Hischâm el-Machzümi erzählt: Ich kam zu meinem Gebieter Husein, als er mit der Anordnung zur Abreise nach 'Irak beschäftigt war; ich trat bei ihm ein und redete ihn an: о Sohn des Gottgesandten! ich komme zu dir mit einer Warnung. Sprich, sagte er, denn ich habe dich niemals für unaufrichtig gehalten. — Ich fuhr also fort : о mein Gebieter! ich habe erfahren, dass du nach Kufa reisen willst; ich bin bei dieser deiner Reise für dich sehr besorgt, weil du in ein Land kommst, wo Regierungs- und Verwaltungs-Beamte sind, welche Schatzkammern zur Verfügung haben; die Menschen tun nun einmal nichts ohne klingende Münze und ich glaube nicht, dass die, welche dir schrieben und dir ihre Unterstützung versprochen haben, für dich gegen deine Feinde kämpfen werden. — Husein erwiderte: Möge es dir vergolten werden, mein Oheim, du hast mich gewarnt und meinst es gut, ich werde deinem Rate und deiner Warnung folgen, du bist mir ein zuverlässiger Rathgeber. — Hischâm erzählt weiter: Ich verließ ihn nun und trat bei el-Hârith ben Chalaf ben Fajjâdh ein, der fragte mich : bist du bei Husein gewesen? — Ja! — Was hast du ihm gesagt und was hat er dir geantwortet? — Ich sagte so und so, und er antwortete so und so. — Du hast ihn gewarnt und beim Herrn der Ka'ba ! der Rath, den du ihm erteilt hast, wird ein Segen werden, wenn er ihn annimmt.

Auch Abdallah ben el-'Abbas kam zu Husein und sprach zu ihm: lieber Vetter, ich habe erfahren, dass du nach 'Irak reisen willst, erkläre mir deutlich, was du zu tun gedenkst. Er antwortete: Ich habe beschlossen in den nächsten zwei Tagen, so Gott will, abzureisen. — Ja, wenn du zu Leuten gehen willst, die ihren Emir getötet haben, ihre Feinde am Leben lassen und ruhig in ihrem Lande bleiben, dann reise zu ihnen, und da sie dies getan haben, so rufen sie dich zu einem schimpflichen Kriege und einer schändlichen Regierung , und ich will dir nicht dafür stehen, dass sie dich hintergehen und im Stich lassen. Er beschwor ihn bei Gott und seinem Erbarmen nicht auszuziehen, aber er wollte nicht anders, und jener verließ ihn.

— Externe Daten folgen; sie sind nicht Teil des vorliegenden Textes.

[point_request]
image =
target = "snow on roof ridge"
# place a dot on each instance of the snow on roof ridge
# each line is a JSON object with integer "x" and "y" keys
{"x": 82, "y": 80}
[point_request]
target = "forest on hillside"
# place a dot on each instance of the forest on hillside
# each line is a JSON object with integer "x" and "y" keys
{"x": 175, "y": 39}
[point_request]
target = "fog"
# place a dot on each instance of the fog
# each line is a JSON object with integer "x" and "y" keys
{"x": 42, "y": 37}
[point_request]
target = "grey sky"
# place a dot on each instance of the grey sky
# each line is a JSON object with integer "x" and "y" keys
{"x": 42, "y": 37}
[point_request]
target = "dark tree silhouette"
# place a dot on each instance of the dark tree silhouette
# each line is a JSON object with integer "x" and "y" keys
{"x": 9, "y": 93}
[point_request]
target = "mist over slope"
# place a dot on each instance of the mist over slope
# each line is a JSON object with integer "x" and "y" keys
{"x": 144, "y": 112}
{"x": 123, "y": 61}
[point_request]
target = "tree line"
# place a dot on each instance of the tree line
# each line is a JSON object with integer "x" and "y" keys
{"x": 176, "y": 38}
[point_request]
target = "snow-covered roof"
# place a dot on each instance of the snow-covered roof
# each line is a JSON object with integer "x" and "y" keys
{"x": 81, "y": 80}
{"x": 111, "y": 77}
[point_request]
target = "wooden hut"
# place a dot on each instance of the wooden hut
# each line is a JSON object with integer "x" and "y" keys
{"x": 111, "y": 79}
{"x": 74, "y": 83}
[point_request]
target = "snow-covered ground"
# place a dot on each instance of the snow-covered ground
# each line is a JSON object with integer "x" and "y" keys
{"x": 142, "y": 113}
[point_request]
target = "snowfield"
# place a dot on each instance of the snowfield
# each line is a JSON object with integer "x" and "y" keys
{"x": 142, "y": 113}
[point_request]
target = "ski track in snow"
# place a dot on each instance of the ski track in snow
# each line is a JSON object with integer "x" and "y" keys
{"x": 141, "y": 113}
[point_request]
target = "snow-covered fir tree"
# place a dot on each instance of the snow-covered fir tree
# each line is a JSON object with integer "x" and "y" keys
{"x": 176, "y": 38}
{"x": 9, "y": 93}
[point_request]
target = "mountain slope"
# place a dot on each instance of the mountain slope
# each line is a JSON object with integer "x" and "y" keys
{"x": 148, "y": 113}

Zuletzt erschien auch Abdallah ben el-Zubeir bei ihm und redete eine Stunde mit ihm, dann sagte er: Ich weiß nicht aus welchem Grunde wir die Regierung, die sich ein anderer angemaßt hat, aufgeben sollten, da wir dazu mehr berechtigt und geeignet sind. Husein erwiderte: Mein Gefühl hat mir gesagt, dass ich nach Kufa reisen müsse, und ich habe an meine Anhänger und die vornehmen Bewohner von Kufa geschrieben, dass ich zu ihnen kommen würde. Ibn el-Zubeir bemerkte: Wenn ich eine solche Partei hätte wie du , würde ich sie mit nichts anderem vertauschen; und da er fürchtete, dass dies verdächtig klingen möchte, setzte er hinzu: bei Gott! wenn du in Hi'gaz bleiben und hier die Regierung übernehmen wolltest, so würde es dir nicht schwer werden. Dann erhob er sich und ging von ihm fort, und Husein sprach bei sich: Ja, das wäre für ihn das leichteste, wenn ich von Medina nach 'Irak ginge, damit er Hi'gaz für sich allein behielte.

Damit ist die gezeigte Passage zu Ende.